Let us first code up the necessary simulation components, namely, the linear
and nonlinear (here, an exclusive-or) data-generating processes as well as the
linear regression and random forest models. To evaluate the methods and visualize
the results, one can also write custom code, but we will leverage built-in evaluation
and visualization functions (e.g., summarize_pred_err
and plot_pred_err
) from
simChef
for convenience.
# Generate data via linear model
linear_dgp_fun <- function(n_train, n_test, p, beta, noise_sd) {
n <- n_train + n_test
X <- matrix(rnorm(n * p), nrow = n, ncol = p)
y <- X %*% beta + rnorm(n, sd = noise_sd)
data_list <- list(
X_train = X[1:n_train, , drop = FALSE],
y_train = y[1:n_train],
X_test = X[(n_train + 1):n, , drop = FALSE],
y_test = y[(n_train + 1):n]
)
return(data_list)
}
# Generate data via exclusive-or model
xor_dgp_fun <- function(n_train, n_test, p, thresh, beta, noise_sd) {
n <- n_train + n_test
X <- matrix(rnorm(n * p), nrow = n, ncol = p)
xor <- (((X[, 1] > thresh) + (X[, 2] > thresh)) == 1)
y <- beta * xor + rnorm(n, sd = noise_sd)
data_list <- list(
X_train = X[1:n_train, , drop = FALSE],
y_train = y[1:n_train],
X_test = X[(n_train + 1):n, , drop = FALSE],
y_test = y[(n_train + 1):n]
)
return(data_list)
}
# Fit linear regression model
linear_reg_fun <- function(X_train, y_train, X_test, y_test) {
train_df <- dplyr::bind_cols(data.frame(X_train), y = y_train)
fit <- lm(y ~ ., data = train_df)
predictions <- predict(fit, data.frame(X_test))
return(list(predictions = predictions, y_test = y_test))
}
# Fit random forest model
rf_fun <- function(X_train, y_train, X_test, y_test, ...) {
train_df <- dplyr::bind_cols(data.frame(X_train), y = y_train)

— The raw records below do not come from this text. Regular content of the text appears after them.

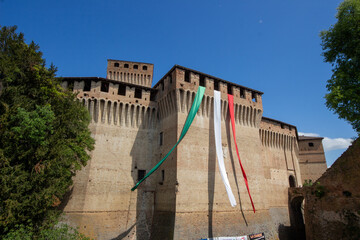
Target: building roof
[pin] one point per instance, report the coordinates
(129, 61)
(108, 80)
(310, 138)
(206, 75)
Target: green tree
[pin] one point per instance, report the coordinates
(44, 136)
(341, 45)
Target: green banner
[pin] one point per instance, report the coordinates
(194, 108)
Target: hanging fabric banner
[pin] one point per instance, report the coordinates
(218, 145)
(192, 113)
(231, 110)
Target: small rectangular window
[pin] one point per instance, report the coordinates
(141, 174)
(161, 138)
(253, 96)
(122, 90)
(187, 76)
(138, 93)
(87, 86)
(71, 85)
(104, 87)
(229, 89)
(202, 81)
(216, 85)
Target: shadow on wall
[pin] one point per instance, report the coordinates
(140, 214)
(211, 171)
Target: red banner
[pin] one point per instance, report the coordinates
(231, 109)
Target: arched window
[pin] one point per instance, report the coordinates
(292, 181)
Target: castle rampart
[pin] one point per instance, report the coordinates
(135, 126)
(130, 72)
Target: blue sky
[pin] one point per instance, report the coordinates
(272, 46)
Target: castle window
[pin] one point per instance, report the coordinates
(291, 181)
(141, 174)
(122, 90)
(138, 93)
(152, 96)
(87, 86)
(202, 80)
(187, 76)
(71, 85)
(161, 138)
(253, 96)
(242, 93)
(104, 87)
(216, 85)
(229, 89)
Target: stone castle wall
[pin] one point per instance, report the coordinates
(312, 158)
(185, 198)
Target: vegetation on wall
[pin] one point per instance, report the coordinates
(44, 136)
(341, 45)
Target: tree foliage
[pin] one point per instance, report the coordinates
(341, 45)
(44, 135)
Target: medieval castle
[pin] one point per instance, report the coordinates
(135, 125)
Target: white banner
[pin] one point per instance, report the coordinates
(229, 238)
(218, 145)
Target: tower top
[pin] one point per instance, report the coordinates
(138, 73)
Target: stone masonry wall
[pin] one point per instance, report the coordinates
(332, 204)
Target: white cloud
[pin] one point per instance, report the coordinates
(331, 143)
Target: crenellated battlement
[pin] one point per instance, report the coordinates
(276, 134)
(177, 89)
(138, 73)
(174, 93)
(102, 88)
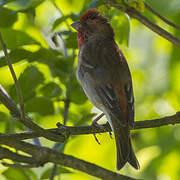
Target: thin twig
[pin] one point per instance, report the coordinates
(79, 130)
(161, 17)
(132, 12)
(44, 155)
(20, 165)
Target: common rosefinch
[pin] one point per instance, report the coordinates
(105, 77)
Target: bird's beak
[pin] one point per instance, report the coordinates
(76, 25)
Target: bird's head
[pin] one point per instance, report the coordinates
(92, 25)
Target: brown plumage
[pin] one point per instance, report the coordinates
(105, 77)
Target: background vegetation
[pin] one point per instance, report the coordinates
(43, 48)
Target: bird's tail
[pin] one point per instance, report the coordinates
(125, 152)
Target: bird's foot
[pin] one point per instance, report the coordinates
(94, 123)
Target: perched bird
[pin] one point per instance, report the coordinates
(106, 80)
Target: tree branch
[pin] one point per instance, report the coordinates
(43, 155)
(80, 130)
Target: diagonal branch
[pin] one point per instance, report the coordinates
(43, 155)
(80, 130)
(132, 12)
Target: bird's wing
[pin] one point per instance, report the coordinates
(112, 81)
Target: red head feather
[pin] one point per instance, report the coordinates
(89, 14)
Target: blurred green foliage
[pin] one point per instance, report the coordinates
(43, 48)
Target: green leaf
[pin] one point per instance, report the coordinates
(16, 55)
(23, 5)
(28, 80)
(121, 26)
(59, 21)
(7, 17)
(16, 174)
(51, 90)
(59, 170)
(15, 38)
(41, 105)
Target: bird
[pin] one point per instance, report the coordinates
(104, 75)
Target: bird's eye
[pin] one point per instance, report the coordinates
(84, 23)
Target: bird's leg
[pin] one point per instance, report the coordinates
(94, 123)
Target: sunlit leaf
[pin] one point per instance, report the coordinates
(59, 170)
(121, 26)
(51, 90)
(7, 17)
(41, 105)
(14, 38)
(28, 81)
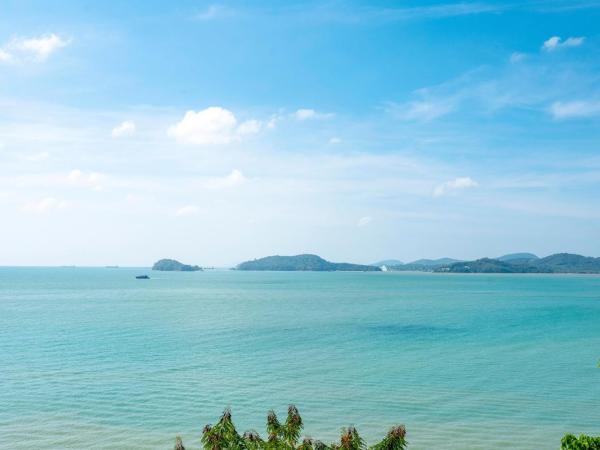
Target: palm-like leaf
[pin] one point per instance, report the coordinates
(293, 426)
(222, 436)
(395, 440)
(178, 444)
(351, 440)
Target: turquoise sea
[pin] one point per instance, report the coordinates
(95, 359)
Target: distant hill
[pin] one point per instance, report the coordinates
(388, 262)
(433, 262)
(514, 256)
(302, 263)
(483, 265)
(170, 265)
(557, 263)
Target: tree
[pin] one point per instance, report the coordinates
(570, 442)
(285, 436)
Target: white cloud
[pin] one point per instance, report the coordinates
(235, 178)
(213, 125)
(5, 56)
(423, 110)
(311, 114)
(38, 157)
(574, 109)
(189, 210)
(33, 48)
(213, 12)
(249, 127)
(364, 221)
(45, 205)
(555, 43)
(517, 57)
(126, 128)
(454, 185)
(92, 179)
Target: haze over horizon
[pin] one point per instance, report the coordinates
(218, 132)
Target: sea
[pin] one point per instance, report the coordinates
(93, 358)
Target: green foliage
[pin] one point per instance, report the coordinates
(285, 436)
(571, 442)
(178, 444)
(394, 440)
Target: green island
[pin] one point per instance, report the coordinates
(513, 263)
(286, 436)
(171, 265)
(304, 262)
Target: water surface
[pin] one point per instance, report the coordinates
(93, 358)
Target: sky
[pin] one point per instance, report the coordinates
(216, 132)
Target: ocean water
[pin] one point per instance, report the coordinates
(95, 359)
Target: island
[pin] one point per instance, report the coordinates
(170, 265)
(511, 263)
(557, 263)
(303, 263)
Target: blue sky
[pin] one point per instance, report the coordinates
(217, 132)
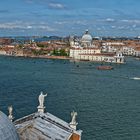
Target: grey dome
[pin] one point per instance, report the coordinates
(86, 37)
(7, 129)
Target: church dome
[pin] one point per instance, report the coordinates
(86, 37)
(7, 129)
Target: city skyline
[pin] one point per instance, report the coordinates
(61, 17)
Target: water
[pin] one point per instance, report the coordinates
(107, 102)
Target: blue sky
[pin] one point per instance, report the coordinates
(69, 17)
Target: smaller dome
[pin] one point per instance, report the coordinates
(7, 129)
(86, 37)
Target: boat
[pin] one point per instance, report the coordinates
(104, 67)
(135, 78)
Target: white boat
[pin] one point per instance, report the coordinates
(135, 78)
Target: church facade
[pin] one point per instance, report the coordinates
(84, 50)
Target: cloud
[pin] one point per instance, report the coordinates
(134, 21)
(56, 6)
(25, 26)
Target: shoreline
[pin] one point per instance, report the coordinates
(40, 56)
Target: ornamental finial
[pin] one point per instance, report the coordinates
(41, 98)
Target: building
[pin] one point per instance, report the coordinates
(85, 50)
(40, 125)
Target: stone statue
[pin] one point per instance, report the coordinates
(73, 122)
(73, 115)
(10, 110)
(41, 99)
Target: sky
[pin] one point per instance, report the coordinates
(69, 17)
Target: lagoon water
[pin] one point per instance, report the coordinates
(107, 102)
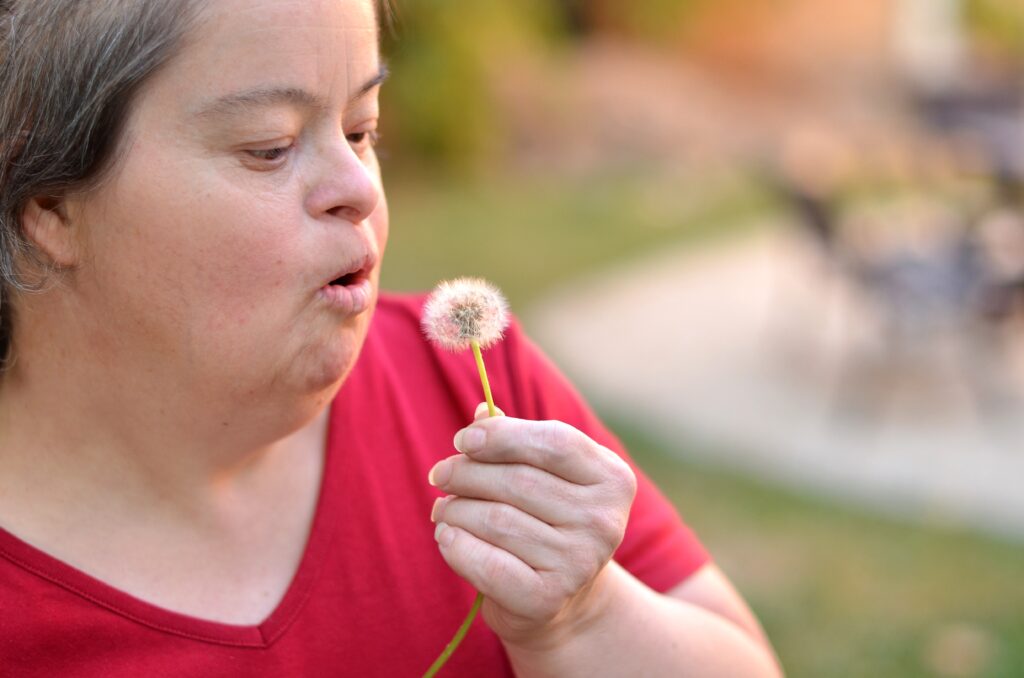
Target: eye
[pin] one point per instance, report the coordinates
(268, 155)
(363, 140)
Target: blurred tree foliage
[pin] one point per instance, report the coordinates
(1000, 24)
(440, 110)
(658, 22)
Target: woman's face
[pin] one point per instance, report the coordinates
(248, 184)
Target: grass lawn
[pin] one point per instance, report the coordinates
(845, 593)
(528, 234)
(841, 592)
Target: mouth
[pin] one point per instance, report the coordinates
(350, 291)
(355, 273)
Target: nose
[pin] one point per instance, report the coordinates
(345, 186)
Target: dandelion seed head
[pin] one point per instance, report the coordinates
(463, 309)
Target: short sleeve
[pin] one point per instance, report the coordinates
(658, 548)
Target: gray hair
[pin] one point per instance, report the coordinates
(69, 72)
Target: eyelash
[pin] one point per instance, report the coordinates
(361, 140)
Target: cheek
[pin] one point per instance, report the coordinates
(210, 261)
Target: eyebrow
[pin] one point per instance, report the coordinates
(268, 96)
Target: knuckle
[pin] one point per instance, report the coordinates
(606, 524)
(494, 568)
(555, 436)
(622, 480)
(500, 519)
(523, 480)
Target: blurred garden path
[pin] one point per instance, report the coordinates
(752, 354)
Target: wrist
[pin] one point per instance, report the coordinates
(577, 627)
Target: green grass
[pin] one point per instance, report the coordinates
(845, 593)
(527, 235)
(840, 591)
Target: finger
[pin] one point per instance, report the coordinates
(552, 446)
(497, 574)
(534, 542)
(540, 494)
(482, 412)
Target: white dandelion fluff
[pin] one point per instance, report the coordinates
(463, 310)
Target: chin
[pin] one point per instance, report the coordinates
(328, 365)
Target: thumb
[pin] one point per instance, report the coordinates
(481, 412)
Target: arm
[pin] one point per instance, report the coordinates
(638, 632)
(536, 511)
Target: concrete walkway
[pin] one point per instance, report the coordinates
(770, 364)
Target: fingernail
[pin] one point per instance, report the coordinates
(440, 473)
(442, 535)
(435, 509)
(469, 439)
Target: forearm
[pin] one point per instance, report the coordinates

fit <- ranger::ranger(y ~ ., data = train_df, ...)
predictions <- predict(fit, data.frame(X_test))$predictions
return(list(predictions = predictions, y_test = y_test))
}
From here, there is minimal coding on the user's end, as simChef
provides a
powerful tidy grammar to instantiate, assemble, and run various configurations of
the simulation experiment.
library(simChef)
# Uncomment to run experiment across multiple processors
# library(future)
# plan(multisession, workers = 5)
# Create `simChef` DGPs (data-generating processes)
linear_dgp <- create_dgp(
.dgp_fun = linear_dgp_fun, .name = "Linear DGP",
# additional named parameters to pass to .dgp_fun()
n_train = 200, n_test = 200, p = 2, beta = c(1, 0), noise_sd = 1
)
xor_dgp <- create_dgp(
.dgp_fun = xor_dgp_fun, .name = "XOR DGP",
# additional named parameters to pass to .dgp_fun()
n_train = 200, n_test = 200, p = 2, thresh = 0, beta = 1, noise_sd = 1
)
# Create `simChef` Methods
linear_reg <- create_method(
.method_fun = linear_reg_fun, .name = "Linear Regression"
# additional named parameters to pass to .method_fun()
)
rf <- create_method(
.method_fun = rf_fun, .name = "Random Forest",
# additional named parameters to pass to .method_fun()
num.threads = 1
)
# Create `simChef` Evaluators
pred_err <- create_evaluator(
.eval_fun = summarize_pred_err, .name = 'Prediction Accuracy',
# additional named parameters to pass to .eval_fun()
truth_col = "y_test", estimate_col = "predictions"
)
# Create `simChef` Visualizers
pred_err_plot <- create_visualizer(
.viz_fun = plot_pred_err, .name = 'Prediction Accuracy Plot',
# additional named parameters to pass to .viz_fun()
eval_name = 'Prediction Accuracy'
)
# Create experiment
experiment <- create_experiment(name = "Test Experiment") %>%
add_dgp(linear_dgp) %>%
add_dgp(xor_dgp) %>%
add_method(linear_reg) %>%
add_method(rf) %>%
add_evaluator(pred_err) %>%
add_visualizer(pred_err_plot) %>%
# vary across noise parameter in linear dgp
add_vary_across(
.dgp = "Linear DGP",
noise_sd = c(0.1, 0.5, 1, 2)
) %>%
# vary across noise parameter in xor dgp
add_vary_across(
.dgp = "XOR DGP",
noise_sd = c(0.1, 0.5, 1, 2)
)
# Run experiment over n_reps
results <- run_experiment(experiment, n_reps = 100, save = TRUE)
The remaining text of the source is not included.